Small-cap growth mutual funds seek to provide a greater growth potential than the large- and mid-cap ones in an improving domestic economy. This is because small-cap stocks are closely tied to the domestic economy and have less international exposure. So, small-cap growth mutual funds are safer bets than their large- and mid-cap counterparts following the recent developments in the U.S. economy.
Companies with market capitalization below $2 billion and an impressive growth prospect generally constitute the portfolio of these mutual funds. Though small-cap stocks are believed to provide higher returns, they are also considered more volatile than the large- and mid-cap companies. These mutual funds provide excellent choices for investors preferring long-term capital appreciation over dividend payouts while seeking to protect their investments from global growth concerns.
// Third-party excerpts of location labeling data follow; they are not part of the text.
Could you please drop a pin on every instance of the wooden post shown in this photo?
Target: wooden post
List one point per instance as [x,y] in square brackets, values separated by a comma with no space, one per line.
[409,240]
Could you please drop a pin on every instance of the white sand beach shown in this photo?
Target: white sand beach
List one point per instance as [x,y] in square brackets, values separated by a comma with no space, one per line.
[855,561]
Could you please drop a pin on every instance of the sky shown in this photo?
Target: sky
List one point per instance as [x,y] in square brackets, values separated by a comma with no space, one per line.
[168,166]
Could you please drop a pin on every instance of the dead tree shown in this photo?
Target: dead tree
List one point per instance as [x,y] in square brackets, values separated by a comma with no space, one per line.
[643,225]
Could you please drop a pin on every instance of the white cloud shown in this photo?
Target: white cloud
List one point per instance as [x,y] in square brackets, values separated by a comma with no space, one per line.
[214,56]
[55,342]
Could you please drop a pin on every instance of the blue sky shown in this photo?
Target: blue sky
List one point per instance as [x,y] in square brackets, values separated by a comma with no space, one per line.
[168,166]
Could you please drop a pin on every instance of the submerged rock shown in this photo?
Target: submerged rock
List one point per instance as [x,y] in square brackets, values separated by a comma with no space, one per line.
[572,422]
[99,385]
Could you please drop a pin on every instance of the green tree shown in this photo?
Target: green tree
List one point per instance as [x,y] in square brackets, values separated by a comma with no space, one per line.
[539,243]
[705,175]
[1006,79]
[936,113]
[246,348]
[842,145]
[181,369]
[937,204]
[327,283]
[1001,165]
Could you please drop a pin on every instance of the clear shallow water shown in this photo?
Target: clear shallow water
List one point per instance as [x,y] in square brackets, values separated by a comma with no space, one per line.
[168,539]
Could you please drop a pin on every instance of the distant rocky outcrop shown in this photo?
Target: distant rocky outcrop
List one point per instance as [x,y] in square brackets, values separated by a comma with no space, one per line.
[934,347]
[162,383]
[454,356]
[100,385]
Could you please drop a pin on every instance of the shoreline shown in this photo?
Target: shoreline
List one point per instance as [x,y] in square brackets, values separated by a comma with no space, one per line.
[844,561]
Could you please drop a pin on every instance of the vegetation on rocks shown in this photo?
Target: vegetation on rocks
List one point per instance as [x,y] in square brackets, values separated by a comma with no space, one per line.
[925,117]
Below we share with you three top-ranked small-cap growth mutual funds. Each has earned a Zacks Mutual Fund Rank #1 (Strong Buy) and is expected to outperform its peers in the future. Investors can click here to see the complete list of small-cap growth funds.
Franklin Small Cap Growth Class A (FSGRX – Free Report) seeks appreciation of capital for the long run. FSGRX invests a bulk of its assets in the equity securities of small cap companies whose market-cap does not exceed $1.5 billion or that have the largest market capitalization in the Russell 2000 Index, whichever is larger. Franklin Small Cap Growth Class A has returned 23% over the last one-year period.
FSGRX has an expense ratio of 1.11% compared with the category average of 1.29%.
Hartford Small Company HLS (HDMBX – Free Report) invests in common stocks of companies that have strong capital growth potential. HDMBX’s sub-adviser, Wellington Management Company, LLP, invests the lion’s share of its assets in common stocks of companies that fall within the range of both the Russell 2000 and S&P SmallCap 600 Indices. The fund seeks appreciation of capital. Hartford Small Company HLS has returned 26% over the last one-year period.